Saboor Ahmed, author of “A Failed Hypothesis” and member of the Sapience Institute, joins the show to dismantle scientism — the ideology that masquerades as science while making claims that go far beyond what evidence supports. From the theory of evolution to the origins of consciousness, the conversation exposes how Darwinism has functioned more as a religion than a scientific theory, and why Islam provides a framework for understanding creation that is both intellectually honest and spiritually complete.

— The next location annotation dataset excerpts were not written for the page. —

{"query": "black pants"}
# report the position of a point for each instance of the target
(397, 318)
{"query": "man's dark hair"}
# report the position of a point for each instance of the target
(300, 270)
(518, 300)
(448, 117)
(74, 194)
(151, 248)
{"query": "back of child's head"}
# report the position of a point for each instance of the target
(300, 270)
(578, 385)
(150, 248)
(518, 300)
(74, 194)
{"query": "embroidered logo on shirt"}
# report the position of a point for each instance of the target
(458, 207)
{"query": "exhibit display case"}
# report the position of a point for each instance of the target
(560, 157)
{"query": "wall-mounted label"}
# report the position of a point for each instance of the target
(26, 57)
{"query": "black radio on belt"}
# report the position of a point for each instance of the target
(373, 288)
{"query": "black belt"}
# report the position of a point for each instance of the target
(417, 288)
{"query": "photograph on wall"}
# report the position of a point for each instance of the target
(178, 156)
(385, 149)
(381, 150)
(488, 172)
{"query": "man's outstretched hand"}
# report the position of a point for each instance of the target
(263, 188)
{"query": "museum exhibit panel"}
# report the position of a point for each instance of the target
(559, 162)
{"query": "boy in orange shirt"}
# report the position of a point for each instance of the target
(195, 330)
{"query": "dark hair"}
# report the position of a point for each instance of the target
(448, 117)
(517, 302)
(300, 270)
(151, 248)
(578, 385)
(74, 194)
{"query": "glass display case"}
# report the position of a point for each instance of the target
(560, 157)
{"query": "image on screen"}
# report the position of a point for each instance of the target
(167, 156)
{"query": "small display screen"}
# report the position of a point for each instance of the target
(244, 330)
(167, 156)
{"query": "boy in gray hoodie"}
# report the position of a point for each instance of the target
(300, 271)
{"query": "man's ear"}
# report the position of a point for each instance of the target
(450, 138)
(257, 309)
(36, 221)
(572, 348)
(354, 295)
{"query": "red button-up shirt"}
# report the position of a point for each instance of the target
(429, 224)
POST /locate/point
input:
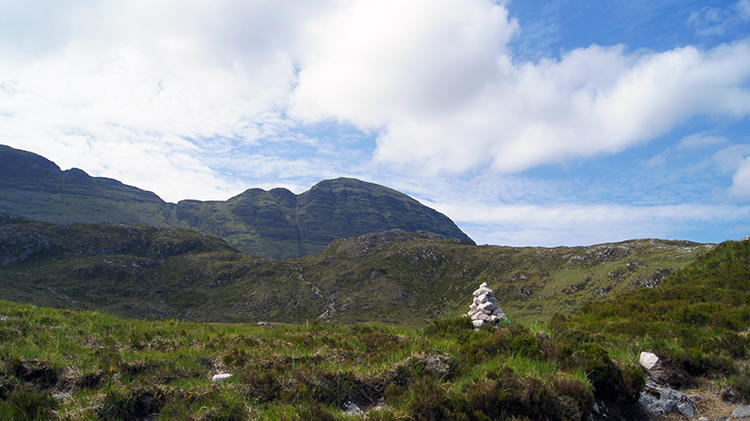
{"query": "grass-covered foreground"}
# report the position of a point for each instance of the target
(57, 364)
(70, 365)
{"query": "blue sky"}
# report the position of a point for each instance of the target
(527, 122)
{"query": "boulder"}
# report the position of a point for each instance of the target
(648, 360)
(487, 307)
(484, 307)
(659, 401)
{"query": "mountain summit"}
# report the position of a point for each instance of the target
(275, 223)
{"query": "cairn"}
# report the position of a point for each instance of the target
(484, 309)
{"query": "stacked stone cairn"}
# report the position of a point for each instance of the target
(484, 309)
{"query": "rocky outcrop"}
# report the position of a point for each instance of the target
(484, 310)
(659, 398)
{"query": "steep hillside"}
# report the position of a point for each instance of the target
(275, 223)
(280, 224)
(393, 277)
(36, 188)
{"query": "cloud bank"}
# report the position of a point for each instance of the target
(203, 99)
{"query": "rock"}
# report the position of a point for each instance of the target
(484, 307)
(221, 377)
(483, 291)
(352, 408)
(487, 307)
(660, 401)
(741, 412)
(648, 360)
(481, 299)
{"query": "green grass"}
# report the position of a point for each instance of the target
(147, 272)
(67, 365)
(71, 365)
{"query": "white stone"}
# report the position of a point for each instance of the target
(487, 307)
(648, 360)
(481, 316)
(221, 377)
(483, 291)
(480, 299)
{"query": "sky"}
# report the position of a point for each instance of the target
(527, 122)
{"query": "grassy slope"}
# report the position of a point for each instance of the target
(699, 318)
(392, 277)
(61, 365)
(66, 365)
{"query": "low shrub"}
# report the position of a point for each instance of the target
(28, 403)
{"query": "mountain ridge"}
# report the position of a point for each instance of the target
(393, 276)
(275, 223)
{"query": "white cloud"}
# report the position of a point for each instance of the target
(555, 225)
(741, 181)
(700, 140)
(451, 99)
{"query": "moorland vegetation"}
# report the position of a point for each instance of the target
(71, 365)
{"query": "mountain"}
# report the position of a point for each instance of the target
(275, 223)
(392, 277)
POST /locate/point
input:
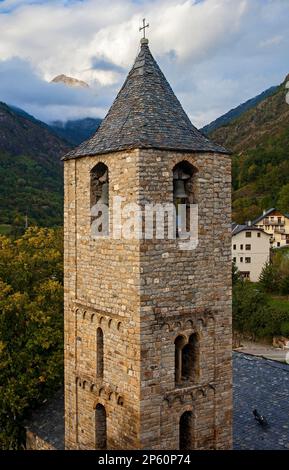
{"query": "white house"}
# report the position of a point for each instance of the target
(250, 250)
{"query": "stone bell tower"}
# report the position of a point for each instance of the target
(147, 324)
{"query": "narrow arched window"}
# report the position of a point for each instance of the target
(186, 431)
(99, 200)
(99, 353)
(185, 194)
(100, 428)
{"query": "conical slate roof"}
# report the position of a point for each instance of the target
(146, 114)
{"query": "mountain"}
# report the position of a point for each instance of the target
(69, 81)
(30, 170)
(259, 139)
(76, 131)
(236, 112)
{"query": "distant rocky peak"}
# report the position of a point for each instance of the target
(70, 81)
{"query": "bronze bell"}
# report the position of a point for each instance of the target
(179, 191)
(104, 194)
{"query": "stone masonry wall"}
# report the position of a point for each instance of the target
(185, 292)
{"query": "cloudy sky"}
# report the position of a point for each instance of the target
(215, 53)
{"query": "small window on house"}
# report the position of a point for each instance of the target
(186, 359)
(186, 431)
(100, 427)
(99, 200)
(99, 353)
(245, 274)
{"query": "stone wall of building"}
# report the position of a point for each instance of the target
(143, 294)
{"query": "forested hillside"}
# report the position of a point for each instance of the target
(30, 172)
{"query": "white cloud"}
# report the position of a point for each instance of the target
(215, 53)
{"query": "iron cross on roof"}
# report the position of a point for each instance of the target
(144, 28)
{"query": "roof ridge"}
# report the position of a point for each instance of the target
(146, 113)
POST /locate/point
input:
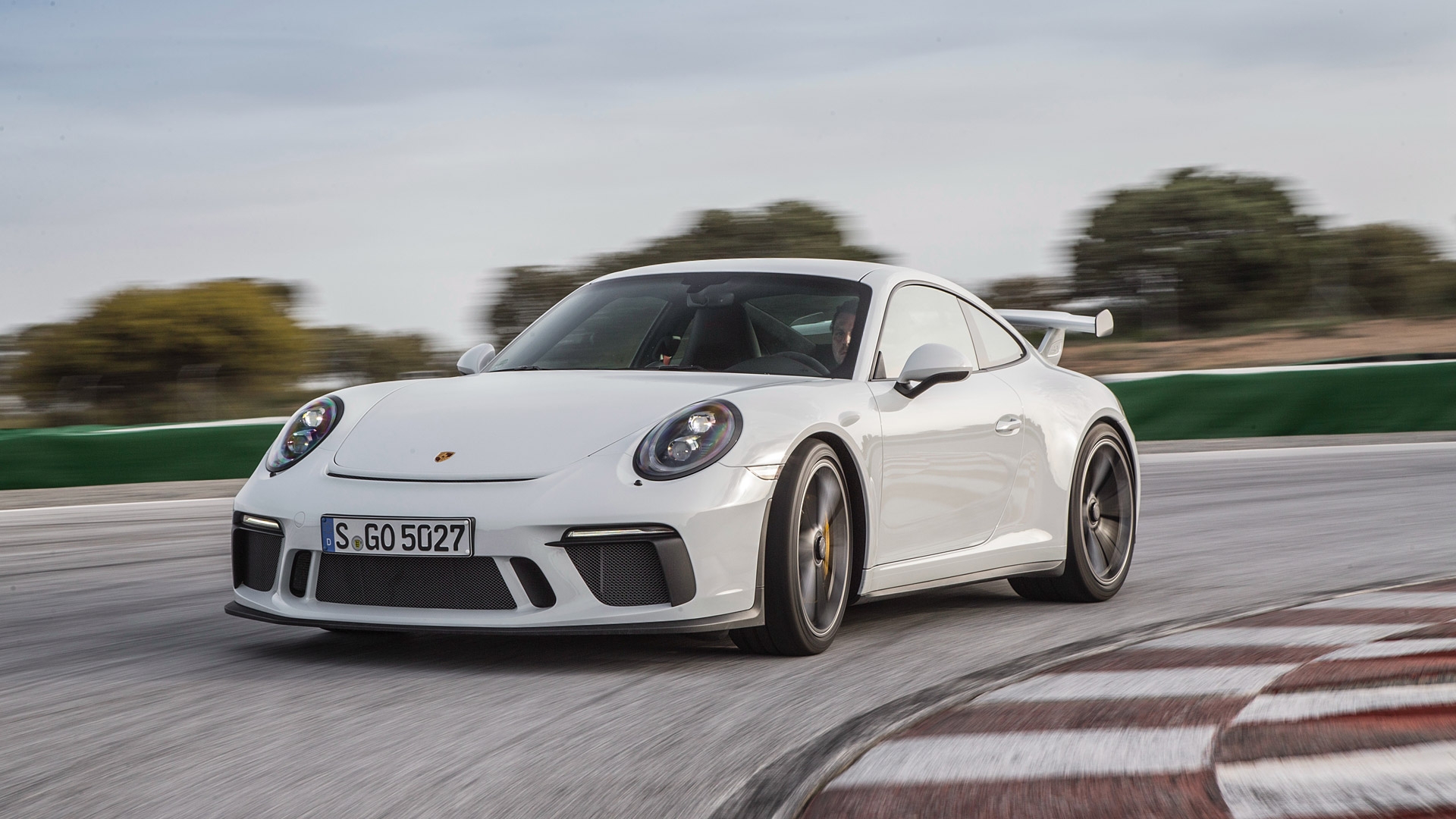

Darwinism: Science or Religion?
The first person to call Darwinism a religion was not a Muslim scholar but a secular critic who recognized that the theory demands faith-based acceptance of claims that cannot be empirically verified. The leap from observable micro-evolution to the claim that all life descended from a common ancestor through random mutation and natural selection requires a level of faith that rivals any religious doctrine. Islam encourages scientific inquiry but draws a clear line between what evidence actually shows and the ideological extrapolations that scientism demands.
This is not something based on scientific evidence — this is in the world of apes and monkeys being presented as settled science. The first person to call Darwinism a religion recognized what most people are afraid to say.
Science vs. Scientism
- Science is the systematic study of the natural world through observation and experiment — scientism is the ideological claim that science is the only valid way to know anything
- The Quran encourages reflection on creation, observation of the natural world, and the pursuit of knowledge — it is pro-science, not anti-science
- Many foundational scientists in history were believers in God, and the assumption that science and faith are incompatible is a modern invention
- Islam provides answers to the questions that science cannot address: purpose, morality, consciousness, and what happens after death
Islam encourages scientific inquiry and rational thinking. What it rejects is scientism — the ideology that claims science can answer questions about purpose, morality, and the soul that are beyond its scope.